Le iniziative giudiziarie degli avvocati anti Italicum per scardinare il Consultellum

“Se ci si vuole muovere nell’alveo della Costituzione è impossibile tornare alle urne con le sentenze della Corte Costituzionale, intervenendo con un decreto legge per armonizzare Consultellum al Senato e l’Italicum alla Camera”, dichiara l’avvocato Felice Besostri, coordinatore degli Avvocati Antitalikum. Spiega il giurista che l’art. 72 c. 4 Cost. non lascia dubbi. “La procedura normale di esame e di approvazione diretta da parte della Camera è sempre adottata per i disegni di legge in materia costituzionale ed Elettorale e per quelli di delegazione legislativa, di autorizzazione a ratificare trattati internazionali, di approvazione di bilanci e consuntivi”, prosegue Besostri. “Con la conversione di decreti legge o con la fiducia si instaura un procedimento speciale e pertanto non costituzionale”. “Per armonizzare ci sono solo tre strade, la principale è che ci pensi il legislatore trovando un’intesa alla Camera e in Senato, anche se è sotto gli occhi di tutti la difficoltà del varo di una nuova legge elettorale” dice il giurista. “Per questo gli Avvocati Antitalikum insistono perché i 10 Tribunali investiti di una decisione entro il 30 novembre, facciano ordinanza di rimessione alla Consulta almeno su soglie d’accesso del Senato, su premio di maggioranza e sulle preferenze, singole al Senato e doppie di genere alla Camera”.
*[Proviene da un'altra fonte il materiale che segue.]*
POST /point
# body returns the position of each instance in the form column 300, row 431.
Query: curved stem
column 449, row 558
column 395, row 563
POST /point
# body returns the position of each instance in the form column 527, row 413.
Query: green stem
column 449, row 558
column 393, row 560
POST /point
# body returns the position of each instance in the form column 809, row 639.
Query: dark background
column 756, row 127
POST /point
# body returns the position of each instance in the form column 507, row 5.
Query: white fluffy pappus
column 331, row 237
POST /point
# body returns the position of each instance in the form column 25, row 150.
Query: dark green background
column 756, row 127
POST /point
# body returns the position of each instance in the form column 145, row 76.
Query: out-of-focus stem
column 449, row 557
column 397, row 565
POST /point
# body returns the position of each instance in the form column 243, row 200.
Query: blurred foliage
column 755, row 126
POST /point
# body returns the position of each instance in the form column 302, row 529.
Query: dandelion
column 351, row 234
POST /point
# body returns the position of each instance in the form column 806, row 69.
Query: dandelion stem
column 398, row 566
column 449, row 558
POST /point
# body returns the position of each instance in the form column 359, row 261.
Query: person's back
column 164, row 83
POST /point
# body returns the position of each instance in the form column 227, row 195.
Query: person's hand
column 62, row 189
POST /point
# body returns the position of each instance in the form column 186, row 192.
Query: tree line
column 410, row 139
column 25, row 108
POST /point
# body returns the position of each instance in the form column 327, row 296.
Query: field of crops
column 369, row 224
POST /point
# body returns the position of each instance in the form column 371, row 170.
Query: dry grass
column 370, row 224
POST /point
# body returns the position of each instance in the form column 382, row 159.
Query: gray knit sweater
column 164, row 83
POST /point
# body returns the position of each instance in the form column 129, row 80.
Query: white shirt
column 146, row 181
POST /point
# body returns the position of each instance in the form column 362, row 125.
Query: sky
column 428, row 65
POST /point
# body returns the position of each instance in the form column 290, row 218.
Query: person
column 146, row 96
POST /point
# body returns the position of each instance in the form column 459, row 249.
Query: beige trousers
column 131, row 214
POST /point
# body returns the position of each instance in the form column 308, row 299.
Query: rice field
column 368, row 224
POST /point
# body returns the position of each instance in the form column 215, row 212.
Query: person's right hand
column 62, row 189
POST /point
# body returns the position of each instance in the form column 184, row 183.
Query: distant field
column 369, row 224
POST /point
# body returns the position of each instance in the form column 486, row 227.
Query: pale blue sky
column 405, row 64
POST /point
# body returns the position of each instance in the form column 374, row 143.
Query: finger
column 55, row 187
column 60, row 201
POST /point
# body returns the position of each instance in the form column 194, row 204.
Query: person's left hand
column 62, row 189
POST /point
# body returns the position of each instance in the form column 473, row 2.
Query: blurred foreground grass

Continua Besostri “Questi sono i punti nevralgici che possono garantire una legge elettorale che dia reale rappresentanza democratica al Paese e ai cittadini. Le leggi vanno armonizzate come auspicato anche dal Presidente della Repubblica Mattarella”. Lunedì si è discusso dinanzi al Tribunale de L’Aquila il ricorso presentato dall’avvocato Antitalikum Michele Pezone – rappresentando insieme esponenti di MDP, Sinistra Italiana, Rifondazione Comunista e M5S – per ottenere una nuova pronuncia di incostituzionalità dell’Italicum. L’obiettivo è quello di rendere nulla all’origine la Legge sull’ Italicum e di avere una legge elettorale che consenta la formazione di gruppi parlamentari omogenei tra Camera e Senato. “Il ricorso dell’Aquila è il primo della nuova tornata dei ricorsi degli avvocati Antitalikum – ha concluso Besostri – i prossimi sono Lecce il 21 settembre e il 29 dello stesso mese dinanzi ai Tribunali di Messina e Venezia”.